From the DSMIV criteria for Autism Disorder:
"1. delay in, or total lack of, the development of spoken language (not accompanied by an attempt to compensate through alternative modes of communication such as gesture or mime"
This is the major criteria discarded from the criteria for DSMIV Autism Disorder that has been part of the criteria for the disorder since 1980, in the DSMIII. Per the DSM5, revised criteria, it appears that in the future that this defining symptom among some subgroups of individuals diagnosed with Autism Spectrum Disorders will be considered a co-morbid symptom, per the basic criteria, rather than an inherent part of autism currently commonly observed in subgroups of individuals with the disorder, as currently described in the basic criteria of Autism Disorder, in the DSMIV.
The severity levels remedy this issue, in part, however the DSM5 basic criteria for Autism Spectrum Disorder does not match severity levels 2 and 3 per the nomenclature that is used that addresses verbal and communication impairments as separate identified characteristics that are a requirement in severity levels 2 and 3.

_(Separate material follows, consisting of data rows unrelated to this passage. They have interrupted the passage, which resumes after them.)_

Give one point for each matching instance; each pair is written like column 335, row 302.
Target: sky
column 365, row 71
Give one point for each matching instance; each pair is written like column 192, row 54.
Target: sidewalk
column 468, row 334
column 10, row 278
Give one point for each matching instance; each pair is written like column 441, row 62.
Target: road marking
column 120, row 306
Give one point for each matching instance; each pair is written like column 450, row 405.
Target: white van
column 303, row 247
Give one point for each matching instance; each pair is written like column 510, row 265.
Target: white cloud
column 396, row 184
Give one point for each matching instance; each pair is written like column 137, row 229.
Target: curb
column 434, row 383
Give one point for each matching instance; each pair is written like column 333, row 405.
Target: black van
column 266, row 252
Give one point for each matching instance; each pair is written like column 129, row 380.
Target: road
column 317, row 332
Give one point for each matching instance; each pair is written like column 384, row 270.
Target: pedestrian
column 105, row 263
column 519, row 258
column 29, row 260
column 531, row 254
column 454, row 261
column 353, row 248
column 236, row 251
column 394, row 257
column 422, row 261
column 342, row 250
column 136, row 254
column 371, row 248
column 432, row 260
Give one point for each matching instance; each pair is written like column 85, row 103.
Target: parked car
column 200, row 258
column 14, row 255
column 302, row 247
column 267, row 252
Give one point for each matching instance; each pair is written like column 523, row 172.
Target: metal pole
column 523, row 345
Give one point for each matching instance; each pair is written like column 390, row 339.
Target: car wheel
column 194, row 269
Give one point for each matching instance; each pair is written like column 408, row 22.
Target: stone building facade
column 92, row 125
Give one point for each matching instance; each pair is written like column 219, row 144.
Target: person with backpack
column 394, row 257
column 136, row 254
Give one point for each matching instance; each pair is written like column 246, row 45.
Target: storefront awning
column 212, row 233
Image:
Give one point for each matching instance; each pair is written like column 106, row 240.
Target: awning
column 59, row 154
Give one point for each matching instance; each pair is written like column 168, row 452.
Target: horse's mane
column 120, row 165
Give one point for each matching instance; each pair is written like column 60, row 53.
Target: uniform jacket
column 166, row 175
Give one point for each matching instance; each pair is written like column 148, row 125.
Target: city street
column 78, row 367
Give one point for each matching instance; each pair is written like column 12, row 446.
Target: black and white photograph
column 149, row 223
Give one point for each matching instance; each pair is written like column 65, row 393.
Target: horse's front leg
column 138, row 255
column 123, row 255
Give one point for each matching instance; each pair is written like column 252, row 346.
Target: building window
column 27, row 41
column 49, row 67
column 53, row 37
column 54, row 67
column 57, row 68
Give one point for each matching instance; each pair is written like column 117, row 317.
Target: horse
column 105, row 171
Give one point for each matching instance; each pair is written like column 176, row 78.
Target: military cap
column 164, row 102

Non-verbal communication impairments are identified as impairments of Social Interaction in both Autism Disorder and Aspergers in the DSM IV. Communication impairments are a separate category in Autism Disorder.
A solution to maintain consistency could be to keep the four criteria associated with Social Interaction, currently common to a DSM IV diagnosis of Autism Disorder and Asperger's Syndrome, and require 2 out of 3 of those criteria, excluding the non-verbal communication impairment criteria.
An additional subcategory under the general category of Social-Communication could be created for the criteria of non-verbal communication impairments currently listed under the DSM5 Social-Communication category and add the verbal communication impairment criteria quoted above, per verbal delays and the lack of spoken language. 1 out 2 of these criteria under the general category of Social-Communication, per this 2-element sub-category of Social-Communication, could be required.
It's highly unlikely that an individual with autism without the ability to speak is going to have skills in non-verbal communication that are not clinically impaired, so in virtually every case a non-verbal individual with autism would meet both criteria. And for those with verbal abilities per spoken language, they would still have to meet the criteria of non-verbal communication impairments.
The 2 out 3 requirements for the remaining social interaction criteria, as they currently exist, in the DSMIV, common to both Aspergers and Autism Disorder, added as the second sub-category under the general category of Social-Communication would allow leeway in part for the concerns of the ASAN organization, at least per the concern, for those that have adapted well enough to develop and maintain friendships, in young adulthood.